Mineralogical characteristics of the karstic bauxite deposits in the Xiuwen ore belt

Mineralogical characteristics of the karstic bauxite deposits in the Xiuwen ore belt, Central Guizhou Province, Southwest China

Mineralogical characteristics of the karstic bauxite deposits in the Xiuwen ore belt

The karstic bauxite deposits in the Xiuwen ore belt of Central Guizhou Province are hosted by the Lower Carboniferous Jiujialu Formation and show parallel unconformity with the overlying and underlying strata. The ore-bearing rock series that exhibits a typical “coal–bauxite–iron” structure is divided into three segments from the bottom upward, namely, an iron layer, a bauxite layer, and a coal layer. Based on the textural features and iron abundances, the bauxite ores occurring in the middle segments are divided into three types of ores—clastic, compact, and high-iron. The bauxite ores primarily comprise diaspore, boehmite, kaolinite, illite, and hematite with minor zircon, pyrite, rutile, and feldspar. The existence of rutile within diaspore lumps, which were inherited from laterization, suggests that diaspore was transformed from gibbsite and that karstic bauxite was transformed from laterite bauxite.

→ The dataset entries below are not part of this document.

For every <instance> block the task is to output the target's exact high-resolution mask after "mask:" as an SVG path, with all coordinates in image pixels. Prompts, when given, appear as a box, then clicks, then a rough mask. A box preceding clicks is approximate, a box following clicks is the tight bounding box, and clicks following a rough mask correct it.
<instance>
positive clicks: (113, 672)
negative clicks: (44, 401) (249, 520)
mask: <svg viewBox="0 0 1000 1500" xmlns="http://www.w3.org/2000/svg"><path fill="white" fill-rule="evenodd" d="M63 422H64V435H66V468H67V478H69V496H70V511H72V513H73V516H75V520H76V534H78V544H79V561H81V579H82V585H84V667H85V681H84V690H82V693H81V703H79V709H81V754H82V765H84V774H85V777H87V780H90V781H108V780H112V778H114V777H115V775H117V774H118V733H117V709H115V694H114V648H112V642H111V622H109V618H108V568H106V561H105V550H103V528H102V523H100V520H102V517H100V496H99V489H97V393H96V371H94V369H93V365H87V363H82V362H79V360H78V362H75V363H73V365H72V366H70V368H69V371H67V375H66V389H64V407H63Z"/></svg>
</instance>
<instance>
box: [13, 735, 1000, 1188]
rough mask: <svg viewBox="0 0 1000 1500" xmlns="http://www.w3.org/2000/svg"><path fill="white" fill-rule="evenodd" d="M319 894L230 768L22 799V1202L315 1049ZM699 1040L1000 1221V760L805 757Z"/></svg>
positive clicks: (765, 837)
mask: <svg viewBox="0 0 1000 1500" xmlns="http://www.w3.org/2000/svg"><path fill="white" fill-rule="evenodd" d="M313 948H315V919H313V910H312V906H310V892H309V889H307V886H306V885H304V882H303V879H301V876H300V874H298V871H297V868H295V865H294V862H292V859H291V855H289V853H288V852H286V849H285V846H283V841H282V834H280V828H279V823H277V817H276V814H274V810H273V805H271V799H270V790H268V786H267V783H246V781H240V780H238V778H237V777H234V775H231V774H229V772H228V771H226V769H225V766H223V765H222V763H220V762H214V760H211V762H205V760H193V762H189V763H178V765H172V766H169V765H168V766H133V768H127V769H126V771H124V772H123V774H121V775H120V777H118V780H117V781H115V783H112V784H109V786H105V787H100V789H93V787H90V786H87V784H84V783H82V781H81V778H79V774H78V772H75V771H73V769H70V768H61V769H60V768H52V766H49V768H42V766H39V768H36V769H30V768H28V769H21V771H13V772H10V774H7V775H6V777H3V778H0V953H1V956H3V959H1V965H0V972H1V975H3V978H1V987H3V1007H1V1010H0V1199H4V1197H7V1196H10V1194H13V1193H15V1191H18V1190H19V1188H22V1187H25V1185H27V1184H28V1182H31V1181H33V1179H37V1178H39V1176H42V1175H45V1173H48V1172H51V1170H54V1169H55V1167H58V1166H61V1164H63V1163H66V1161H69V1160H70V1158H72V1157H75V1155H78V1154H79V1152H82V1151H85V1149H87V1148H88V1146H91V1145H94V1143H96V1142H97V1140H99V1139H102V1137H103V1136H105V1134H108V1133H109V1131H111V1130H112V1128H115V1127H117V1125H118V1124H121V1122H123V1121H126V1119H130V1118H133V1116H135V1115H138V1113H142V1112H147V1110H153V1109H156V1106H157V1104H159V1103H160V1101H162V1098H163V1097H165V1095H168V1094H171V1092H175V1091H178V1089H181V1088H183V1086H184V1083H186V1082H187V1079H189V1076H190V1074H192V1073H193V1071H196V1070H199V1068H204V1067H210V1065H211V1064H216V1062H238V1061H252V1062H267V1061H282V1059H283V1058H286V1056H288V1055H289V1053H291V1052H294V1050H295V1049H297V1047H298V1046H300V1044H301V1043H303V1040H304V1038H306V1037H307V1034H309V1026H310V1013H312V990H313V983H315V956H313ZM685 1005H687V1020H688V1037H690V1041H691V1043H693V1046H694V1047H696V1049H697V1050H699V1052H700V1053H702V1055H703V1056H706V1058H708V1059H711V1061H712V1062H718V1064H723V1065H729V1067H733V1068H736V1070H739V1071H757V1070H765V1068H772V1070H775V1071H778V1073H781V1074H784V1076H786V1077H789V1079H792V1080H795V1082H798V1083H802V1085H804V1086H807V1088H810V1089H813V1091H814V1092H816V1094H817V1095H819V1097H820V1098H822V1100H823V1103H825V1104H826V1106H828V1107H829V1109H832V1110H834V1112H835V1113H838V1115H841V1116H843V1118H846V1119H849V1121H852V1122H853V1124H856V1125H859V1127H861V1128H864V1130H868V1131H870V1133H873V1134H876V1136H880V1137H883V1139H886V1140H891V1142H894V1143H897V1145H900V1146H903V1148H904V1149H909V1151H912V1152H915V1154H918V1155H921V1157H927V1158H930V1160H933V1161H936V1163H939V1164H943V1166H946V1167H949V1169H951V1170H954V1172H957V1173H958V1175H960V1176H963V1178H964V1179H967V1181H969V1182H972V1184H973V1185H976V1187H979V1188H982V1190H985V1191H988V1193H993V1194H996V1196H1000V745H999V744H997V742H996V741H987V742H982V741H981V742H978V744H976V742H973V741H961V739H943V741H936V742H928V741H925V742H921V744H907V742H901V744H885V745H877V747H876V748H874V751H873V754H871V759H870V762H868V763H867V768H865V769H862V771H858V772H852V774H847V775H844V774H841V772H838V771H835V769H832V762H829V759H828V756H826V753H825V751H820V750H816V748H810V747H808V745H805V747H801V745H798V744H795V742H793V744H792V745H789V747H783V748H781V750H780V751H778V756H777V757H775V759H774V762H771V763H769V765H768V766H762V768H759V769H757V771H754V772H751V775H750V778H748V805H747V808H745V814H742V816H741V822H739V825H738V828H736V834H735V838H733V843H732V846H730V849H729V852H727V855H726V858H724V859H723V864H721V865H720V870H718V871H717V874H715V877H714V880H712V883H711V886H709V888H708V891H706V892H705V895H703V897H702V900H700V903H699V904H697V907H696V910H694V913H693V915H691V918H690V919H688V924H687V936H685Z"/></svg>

The results of X-ray diffraction (XRD), scanning electron microscopy (SEM), and electron probe X-ray microanalyses (EPMA) suggest that diaspore and boehmite differ with regard to appearance and element abundance: diaspore (2–10 μm) displays short prismatic or platy shapes and contains low SiO2 abundances (ranges from 0.2 to 0.51 wt.%), whereas boehmite (0.2–5 μm) exhibits granular or irregular shapes and contains high contents of SiO2 that vary between 2.71 and 10.4 wt.%. The Fe–Cu–Pb–Zn–Ba sulfide and sulfate mineral assemblages associated with cryptocrystalline kaolinites are discovered in the Xiaoshanba deposit from the Xiuwen ore belt. Mineralogical and geochemical studies reveal that the genesis of these assemblages is controlled by the decomposition processes of organic matter and the activities of microorganisms within the ore-bearing rock series. Geochemical data suggest that elements rich in high-organic cryptocrystalline kaolinite are produced from the adsorption effect of organic matter, whereas the low concentration of these elements in pure kaolinite can be attributed to the scavenging effect during kaolinite crystallization. In addition, coexisting organic matter, cryptocrystalline kaolinite, and sulfide and sulfate minerals (see sample XSB-14) indicate that the forming environment of the bauxite was hot, humid tropical or subtropical climates.